小中学生を対象にした職業体験「お仕事発見隊」を運営する「飛騨高山フューチャープロジェクト」、子ども食堂や学習支援などを行う「こども広場ロータスランド」、中高校生・大学生・社会人を対象とした会社見学やインターンシップを運営する「ユーターンシップ」、大学の専門的知見を活かした講座やワークショップを開催する「地域ラボ・高山」、ここに、地域で地域を育む新しいチーム〈H i d a L o o p 〉が発足した。これまではそれぞれの団体が行なってきた企画には多くの人が参加してきたが、参加者目線に立った時、「子供たちのライフステージに合わせてイベントが一元化されている方が良いのでは?」と思い至ったのがチーム構想のきっかけだったという。

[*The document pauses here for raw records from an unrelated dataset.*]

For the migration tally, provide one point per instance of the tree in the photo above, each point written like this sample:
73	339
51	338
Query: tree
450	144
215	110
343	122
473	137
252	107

小学生のときの将来の夢、中学・高校・大学での進路選択、そして就職活動。自分の人生を思い描くときに参考にできる経験は多くても困らない。自分の人生を主体的に考えられるようになって初めて見えてくる世界は山ほどあるのだ。「AIが普及するいまだからからこそ、未来を担う子供たちには、〝人〞としての価値を高めていって欲しい。経験を積んで感性を育んでいってほしいんです」。飛騨の子供たちは進学や就職で大半が一度は地元である飛騨を離れてしまう。「けれど、遠方にいながら地域に関わる方法だってあるはずです」。「あの人にまた会いたい」「あのイベントに参加したい」と、節目節目で思い出し、帰省したいと思える地域であり続けたい。その思いが活動の原動力になっている。

〈Hida Loop〉では、各々の取り組みに加え、相互連携による新たなアイデアに挑戦し地域をサポートする予定。さらに2025年3月には、〈Hida Loop〉初のトークイベントの開催が決定。「地域の未来を考える」と題するこのイベントには、加盟する4団体の他に、ゲストとして上智大学2 年生で〈NAMIMATI〉(SDGsに関わる活動をするZ世代のプラットフォーム。200名以上のメンバーが活動)のメンバーである佐々木菜帆さんも登壇する。一つひとつの取り組みが自律性を維持しながら、緩やかにつながる「L o o pする」ことで未来の地域を育む一助になればと願う。職業を体験した小中学生が、会社を見学した高校生が、インターンシップを受講した大学生が、ワークショップに参加した大人が、カレーライスを食べた子供たちが。一人ひとりが緩やかなつながりを経て、新たなL o o pをつくっていく。それらが地域にとって重要な仕組みとなっている今、行政や学校など様々な枠組みを超えて連携できる未来もそう遠くないだろう。